Before any of that, however, there is a repair to carry out followed by an extensive flight test programme. Although the Airlander 10 flew for a total of 2h over its two initial flights and achieved a number of benchmarks, including a series of climbs and turns, Daniels says the company is likely to go back to the beginning of the flight test programme. There will be three phases, culminating in a final stage of at least 100h involving flying at night and outside visual flight rules, and taking the Airlander more than 75nm from Cardington at altitudes above 10,000ft.

“We’ll resume the flight test programme, but we’ll do it systematically,” says Daniels. “We know how the aircraft flies – it flies superbly – so we’re pretty confident that the flight test programme will go according to plan.” However, he cautions: “There will be unknown unknowns, as there have been on every flight test programme since Icarus.” The company now feels better prepared, he says. “The silver lining of [the crash] is that we have ruthlessly assessed how we operate and put much more focus on process.”

HAV is using some of the downtime during the repair to make modifications to the crew compartment that it planned to undertake between phase two and three of the flight test programme. These include installing an onboard lavatory for the crew, necessary for long flights. As the prototype aircraft draws closer to certification, HAV plans to build a second example as its first aircraft to go on the market. It will feature further modifications, although the basic aerodynamics of the Airlander will remain the same, Daniels says.
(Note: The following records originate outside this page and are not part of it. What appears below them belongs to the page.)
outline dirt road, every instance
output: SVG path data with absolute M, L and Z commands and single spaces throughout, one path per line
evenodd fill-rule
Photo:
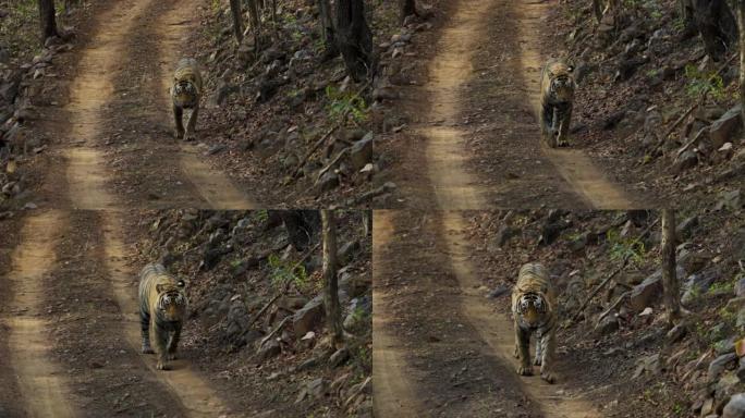
M 424 137 L 428 173 L 402 185 L 412 201 L 441 209 L 640 205 L 581 145 L 540 144 L 539 79 L 548 57 L 540 54 L 537 34 L 549 7 L 526 0 L 449 7 L 429 58 L 428 82 L 412 93 L 428 98 L 412 106 L 420 121 L 413 133 Z M 427 198 L 432 189 L 435 198 Z
M 395 355 L 390 365 L 382 354 L 375 364 L 376 413 L 600 417 L 565 384 L 573 369 L 565 360 L 559 359 L 560 381 L 553 385 L 516 374 L 511 320 L 494 312 L 477 291 L 480 280 L 469 265 L 461 216 L 376 212 L 375 288 L 382 296 L 376 309 L 382 306 L 388 320 L 375 329 L 374 344 L 376 353 Z M 396 384 L 377 383 L 390 381 Z

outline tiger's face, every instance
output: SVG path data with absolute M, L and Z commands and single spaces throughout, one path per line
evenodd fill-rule
M 156 315 L 168 322 L 182 321 L 186 314 L 186 296 L 184 296 L 184 282 L 180 280 L 176 285 L 156 286 L 158 291 L 158 304 Z
M 529 325 L 537 325 L 546 316 L 548 305 L 540 294 L 527 293 L 517 303 L 517 311 Z

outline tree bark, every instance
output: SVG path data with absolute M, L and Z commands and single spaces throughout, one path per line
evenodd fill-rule
M 243 40 L 243 17 L 241 14 L 241 0 L 230 0 L 230 11 L 233 14 L 233 32 L 235 39 L 241 44 Z
M 721 61 L 738 38 L 737 22 L 726 0 L 691 0 L 688 7 L 706 52 Z
M 373 33 L 365 19 L 363 0 L 337 2 L 337 45 L 346 70 L 359 83 L 373 73 Z
M 50 36 L 59 36 L 54 19 L 54 0 L 39 0 L 39 22 L 41 25 L 41 45 Z
M 406 20 L 406 16 L 419 14 L 416 12 L 416 0 L 402 0 L 401 1 L 401 23 Z
M 339 54 L 339 48 L 337 48 L 333 16 L 331 15 L 331 3 L 329 3 L 329 0 L 318 0 L 318 13 L 320 15 L 321 38 L 323 39 L 323 48 L 326 48 L 323 56 L 326 59 L 331 59 Z
M 321 223 L 323 224 L 323 281 L 326 282 L 323 305 L 329 331 L 333 336 L 334 345 L 338 346 L 343 341 L 343 330 L 339 307 L 339 283 L 337 282 L 337 220 L 333 211 L 321 210 Z
M 737 0 L 737 25 L 740 26 L 740 104 L 745 121 L 745 0 Z
M 662 210 L 662 286 L 668 321 L 673 323 L 681 318 L 681 297 L 675 269 L 675 212 Z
An unfamiliar visitor to the Cardington hangar, seeing the Airlander in the flesh, might think they had stumbled into the next-door film studio instead. But while the airship might resemble a creation for the movies, its developers believe it offers something genuinely transformative in aviation. The Airlander 10’s future is far from secure – HAV has no orders and needs £10 million in the next six months to keep going – but if all goes to plan over the next two years this giant of the skies will be the first certificated aircraft designed and built in the UK for almost two decades.